Ослепленный вспышками десятков солнечных отражений, Сеташ испуганно зажмурился, и толпа людей, выходящих из лифта, подхватила его, толкая вперед. Он с разбегу врезался в защитное поле и беспомощно повис в нем. Он попытался двинуться назад или вперед, но не мог: поле обволакивало его, держало. Перед глазами вспыхивали оранжевые искры. Воздух внутри энергетического щита имел особенный запах. Сеташ подумал, что это запах света. Он скосил глаза и увидел, что таких полей, как то, в котором застрял он, здесь десятки. Они висели между турникетами, протянувшимися угловатой цепью от одного до другого края широкой площадки. С одной стороны от заградительной цепи сверкали белые тела поездов, с другой – поднимались из глубин хайва лифты.

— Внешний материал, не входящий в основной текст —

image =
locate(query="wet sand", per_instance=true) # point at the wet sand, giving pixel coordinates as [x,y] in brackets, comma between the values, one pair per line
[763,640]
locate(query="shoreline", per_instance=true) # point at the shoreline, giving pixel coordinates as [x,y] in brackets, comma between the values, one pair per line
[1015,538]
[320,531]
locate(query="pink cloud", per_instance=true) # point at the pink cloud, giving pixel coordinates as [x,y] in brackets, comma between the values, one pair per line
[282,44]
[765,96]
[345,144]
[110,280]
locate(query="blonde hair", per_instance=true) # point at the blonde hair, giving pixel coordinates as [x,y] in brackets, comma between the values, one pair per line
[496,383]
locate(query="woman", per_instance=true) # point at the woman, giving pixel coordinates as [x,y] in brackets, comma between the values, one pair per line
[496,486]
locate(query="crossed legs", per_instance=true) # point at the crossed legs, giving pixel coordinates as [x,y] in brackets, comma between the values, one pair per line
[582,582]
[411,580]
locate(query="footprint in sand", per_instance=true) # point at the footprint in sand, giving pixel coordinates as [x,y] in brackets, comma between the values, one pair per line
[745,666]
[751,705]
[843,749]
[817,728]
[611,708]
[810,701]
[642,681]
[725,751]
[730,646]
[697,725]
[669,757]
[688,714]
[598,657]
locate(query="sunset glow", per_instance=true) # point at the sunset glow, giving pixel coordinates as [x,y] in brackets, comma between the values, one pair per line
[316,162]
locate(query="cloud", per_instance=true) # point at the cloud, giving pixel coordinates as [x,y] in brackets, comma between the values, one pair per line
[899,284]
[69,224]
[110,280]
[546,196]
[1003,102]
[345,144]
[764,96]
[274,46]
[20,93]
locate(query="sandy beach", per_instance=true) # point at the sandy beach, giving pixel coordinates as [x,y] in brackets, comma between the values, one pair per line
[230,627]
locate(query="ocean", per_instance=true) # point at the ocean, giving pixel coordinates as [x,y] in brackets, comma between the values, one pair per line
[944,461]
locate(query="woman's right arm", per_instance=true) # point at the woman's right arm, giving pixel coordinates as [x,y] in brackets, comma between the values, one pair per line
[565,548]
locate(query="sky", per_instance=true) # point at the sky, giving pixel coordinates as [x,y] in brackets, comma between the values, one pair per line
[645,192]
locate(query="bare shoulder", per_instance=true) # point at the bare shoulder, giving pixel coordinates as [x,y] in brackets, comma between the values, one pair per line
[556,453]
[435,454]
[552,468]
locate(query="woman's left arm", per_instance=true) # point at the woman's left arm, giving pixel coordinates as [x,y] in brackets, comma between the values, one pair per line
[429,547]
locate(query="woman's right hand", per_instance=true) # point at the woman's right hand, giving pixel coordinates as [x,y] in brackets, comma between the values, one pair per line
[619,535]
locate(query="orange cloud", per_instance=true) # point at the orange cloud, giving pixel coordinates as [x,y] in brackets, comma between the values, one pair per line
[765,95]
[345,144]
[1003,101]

Сеташ чувствовал себя песчинкой в эпицентре бури. Всюду вокруг, вперед и назад проходили люди. Они прикладывали билеты к турникетам, и поле пропускало их. Внутри поля их волосы на мгновение теряли вес и взлетали, а потом начинали, струясь, повторять форму кристаллов поля. Когда человек выходил с другой стороны заграждения, все снова становилось как обычно. Народ здесь был другой – выше, светлее, с яркими глазами и здоровой кожей. Сеташ увидел несколько мужчин в агваках, которые, как и он, похоже, поднялись снизу плинты. Они стояли особняком, прижавшись к одной из колонн, и толпа брезгливо огибала их. Все остальные мужчины носили сверкающие туриты, строгие дерты или шелестящие салемы. Женщины были в пушистых ваярах и полупрозрачных патах.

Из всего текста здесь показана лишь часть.